If $b \geq 0$ with $b \neq 1$:

$$ \lim \limits_{x \to +\infty} \sqrt{x-a} - \sqrt{bx} = \lim \limits_{x \to +\infty} \sqrt{x}\Bigg( \sqrt{1 - \frac{a}{x}} - \sqrt{b} \Bigg) = \begin{cases} +\infty & \text{if } 0 \leq b < 1 \\ -\infty & \text{if } b > 1 \end{cases} $$

because, as $x \to +\infty$:

$$ \Bigg( 1 - \frac{a}{x} \Bigg)^{1/2} - \sqrt{b} = 1 - \sqrt{b} - \frac{a}{2x} + o\Big( \frac{1}{x} \Big). $$

As a result:

$$ \lim \limits_{x \to +\infty} \Bigg( 1 - \frac{a}{x} \Bigg)^{1/2} - \sqrt{b} = 1 - \sqrt{b}. $$

If $b=1$:

$$ \lim \limits_{x \to +\infty} \sqrt{x-a} - \sqrt{bx} = 0. $$

Answer 4

An often good trick is to make the substitution $t=1/x$. However, in this case $t=1/\sqrt{x}$ seems better, because we get $$ \lim_{t\to0^+}\frac{\sqrt{1-at^2}-\sqrt{b}}{t} $$ The numerator has limit $1-\sqrt{b}$, therefore we see that, if $0\le b<1$ the limit is $\infty$, whereas for $b>1$ the limit is $-\infty$.

If $b=1$, this is the derivative at $0$ of the function $f(t)=\sqrt{1-at^2}$. Since $$ f'(t)=-\frac{at}{\sqrt{1-at^2}} $$ we have $f'(0)=0$.

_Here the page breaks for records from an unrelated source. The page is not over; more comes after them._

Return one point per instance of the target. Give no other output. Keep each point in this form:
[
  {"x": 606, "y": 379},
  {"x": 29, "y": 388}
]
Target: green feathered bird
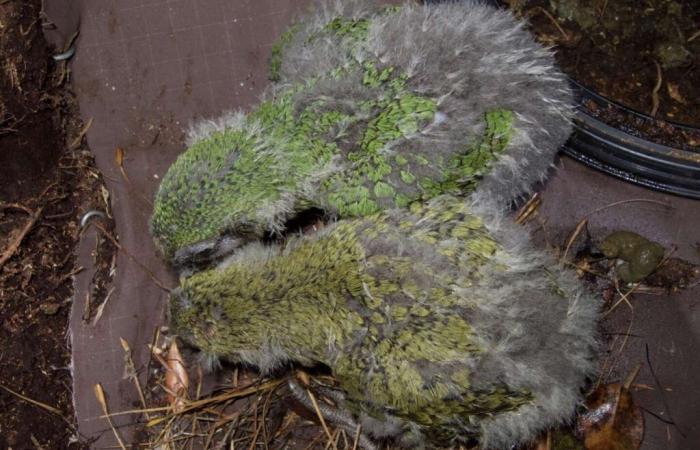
[
  {"x": 374, "y": 108},
  {"x": 436, "y": 328},
  {"x": 411, "y": 130}
]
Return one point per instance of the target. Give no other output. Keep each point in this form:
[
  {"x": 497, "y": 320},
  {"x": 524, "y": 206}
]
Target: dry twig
[{"x": 19, "y": 237}]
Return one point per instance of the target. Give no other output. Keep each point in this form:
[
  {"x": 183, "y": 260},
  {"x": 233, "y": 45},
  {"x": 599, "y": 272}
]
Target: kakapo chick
[
  {"x": 438, "y": 327},
  {"x": 374, "y": 108}
]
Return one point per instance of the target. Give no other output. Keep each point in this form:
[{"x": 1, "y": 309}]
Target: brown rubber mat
[{"x": 145, "y": 69}]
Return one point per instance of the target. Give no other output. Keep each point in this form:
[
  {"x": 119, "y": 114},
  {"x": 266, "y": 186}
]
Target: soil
[
  {"x": 644, "y": 55},
  {"x": 47, "y": 181}
]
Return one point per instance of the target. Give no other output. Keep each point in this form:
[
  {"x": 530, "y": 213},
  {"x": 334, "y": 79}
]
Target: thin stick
[
  {"x": 554, "y": 21},
  {"x": 622, "y": 202},
  {"x": 694, "y": 36},
  {"x": 100, "y": 394},
  {"x": 14, "y": 245},
  {"x": 655, "y": 92},
  {"x": 148, "y": 271},
  {"x": 79, "y": 138},
  {"x": 320, "y": 417},
  {"x": 356, "y": 442},
  {"x": 631, "y": 377},
  {"x": 131, "y": 370},
  {"x": 528, "y": 209},
  {"x": 573, "y": 237},
  {"x": 50, "y": 409}
]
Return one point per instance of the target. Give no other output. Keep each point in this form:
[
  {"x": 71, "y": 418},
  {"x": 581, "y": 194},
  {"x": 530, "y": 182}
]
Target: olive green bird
[
  {"x": 437, "y": 328},
  {"x": 411, "y": 129}
]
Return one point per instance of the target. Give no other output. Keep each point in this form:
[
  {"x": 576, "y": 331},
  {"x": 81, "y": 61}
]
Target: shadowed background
[{"x": 145, "y": 69}]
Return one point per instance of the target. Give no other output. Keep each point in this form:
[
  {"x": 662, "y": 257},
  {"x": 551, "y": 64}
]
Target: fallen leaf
[
  {"x": 176, "y": 379},
  {"x": 613, "y": 421},
  {"x": 119, "y": 159}
]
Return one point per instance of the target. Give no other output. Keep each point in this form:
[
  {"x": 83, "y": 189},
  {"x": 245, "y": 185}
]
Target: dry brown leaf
[
  {"x": 176, "y": 379},
  {"x": 613, "y": 421},
  {"x": 119, "y": 154},
  {"x": 675, "y": 93}
]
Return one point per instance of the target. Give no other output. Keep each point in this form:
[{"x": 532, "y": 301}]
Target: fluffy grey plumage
[
  {"x": 376, "y": 115},
  {"x": 451, "y": 64}
]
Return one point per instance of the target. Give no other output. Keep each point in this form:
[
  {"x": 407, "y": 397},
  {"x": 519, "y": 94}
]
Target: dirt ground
[
  {"x": 47, "y": 179},
  {"x": 141, "y": 100}
]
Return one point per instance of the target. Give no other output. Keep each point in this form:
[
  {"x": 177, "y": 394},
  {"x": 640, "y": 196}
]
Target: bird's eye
[{"x": 206, "y": 253}]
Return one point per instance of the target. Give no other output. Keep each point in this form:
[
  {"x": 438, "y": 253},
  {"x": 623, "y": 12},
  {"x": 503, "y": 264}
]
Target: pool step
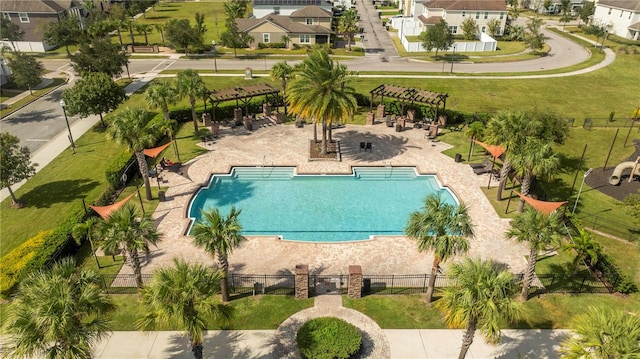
[{"x": 263, "y": 173}]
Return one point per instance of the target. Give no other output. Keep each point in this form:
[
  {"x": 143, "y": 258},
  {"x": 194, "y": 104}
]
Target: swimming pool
[{"x": 319, "y": 208}]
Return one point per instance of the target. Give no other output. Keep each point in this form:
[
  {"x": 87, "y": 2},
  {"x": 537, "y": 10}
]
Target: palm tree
[
  {"x": 586, "y": 247},
  {"x": 348, "y": 26},
  {"x": 126, "y": 228},
  {"x": 318, "y": 91},
  {"x": 539, "y": 231},
  {"x": 602, "y": 333},
  {"x": 184, "y": 296},
  {"x": 442, "y": 228},
  {"x": 509, "y": 130},
  {"x": 57, "y": 314},
  {"x": 281, "y": 71},
  {"x": 482, "y": 297},
  {"x": 86, "y": 230},
  {"x": 129, "y": 128},
  {"x": 191, "y": 85},
  {"x": 219, "y": 236},
  {"x": 534, "y": 159}
]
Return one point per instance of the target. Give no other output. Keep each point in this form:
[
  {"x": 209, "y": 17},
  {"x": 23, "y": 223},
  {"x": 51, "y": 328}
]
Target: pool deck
[{"x": 286, "y": 145}]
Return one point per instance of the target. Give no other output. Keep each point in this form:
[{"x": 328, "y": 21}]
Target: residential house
[
  {"x": 622, "y": 17},
  {"x": 262, "y": 8},
  {"x": 307, "y": 26},
  {"x": 33, "y": 15},
  {"x": 454, "y": 12}
]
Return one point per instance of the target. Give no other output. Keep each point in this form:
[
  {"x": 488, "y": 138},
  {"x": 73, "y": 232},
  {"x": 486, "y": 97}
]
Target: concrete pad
[{"x": 406, "y": 344}]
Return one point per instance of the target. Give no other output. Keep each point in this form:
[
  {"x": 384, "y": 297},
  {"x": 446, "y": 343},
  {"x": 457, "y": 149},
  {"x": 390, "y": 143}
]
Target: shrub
[
  {"x": 328, "y": 338},
  {"x": 14, "y": 262}
]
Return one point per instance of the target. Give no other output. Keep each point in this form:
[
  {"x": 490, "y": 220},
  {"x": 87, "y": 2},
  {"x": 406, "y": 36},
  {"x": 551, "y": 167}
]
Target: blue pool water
[{"x": 319, "y": 208}]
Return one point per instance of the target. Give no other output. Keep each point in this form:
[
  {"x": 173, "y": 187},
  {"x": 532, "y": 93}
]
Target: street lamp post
[
  {"x": 64, "y": 111},
  {"x": 215, "y": 61},
  {"x": 580, "y": 190}
]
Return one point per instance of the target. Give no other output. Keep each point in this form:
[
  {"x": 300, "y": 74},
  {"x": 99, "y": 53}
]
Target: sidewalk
[{"x": 377, "y": 343}]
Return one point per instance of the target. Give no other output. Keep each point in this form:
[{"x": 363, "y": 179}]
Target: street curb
[{"x": 35, "y": 98}]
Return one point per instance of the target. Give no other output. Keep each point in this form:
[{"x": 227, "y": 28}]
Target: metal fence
[{"x": 393, "y": 284}]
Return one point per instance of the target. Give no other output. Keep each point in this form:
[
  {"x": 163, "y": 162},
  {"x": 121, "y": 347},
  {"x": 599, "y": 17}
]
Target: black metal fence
[{"x": 392, "y": 284}]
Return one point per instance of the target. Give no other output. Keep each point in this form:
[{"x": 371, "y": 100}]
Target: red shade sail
[
  {"x": 105, "y": 211},
  {"x": 154, "y": 152},
  {"x": 541, "y": 206},
  {"x": 495, "y": 150}
]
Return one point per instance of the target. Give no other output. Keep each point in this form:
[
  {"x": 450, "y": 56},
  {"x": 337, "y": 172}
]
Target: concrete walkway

In conclusion $$ \lim_{x\to \infty} (\sqrt {x-a} - \sqrt {bx})= \begin{cases} \infty & 0\le b<1 \\[4px] 0 & b=1 \\[4px] -\infty & b>1 \end{cases} $$

Answer 5

Alternatively: $$\lim_\limits{x\to\infty} \sqrt{x-a}-\sqrt{bx}=\lim_\limits{x\to\infty} \sqrt{x}-\sqrt{bx}=(1-\sqrt{b})\lim_\limits{x\to\infty} \sqrt{x}=\begin{cases} 0, \ if \ b=1 \\ \infty, \ if \ b\ne 1. \end{cases}$$

Answer 6

Clearly, for $b<1$, $-\infty$ and for $b>1$, $\infty$ (because $\sqrt{1-a/x}-\sqrt b$ tends to the constant $1-\sqrt b$).

Then

$$\sqrt{x-a}-\sqrt{x}=\frac{x-a-x}{\sqrt{x-a}+\sqrt{x}}$$ and the limit is $0$.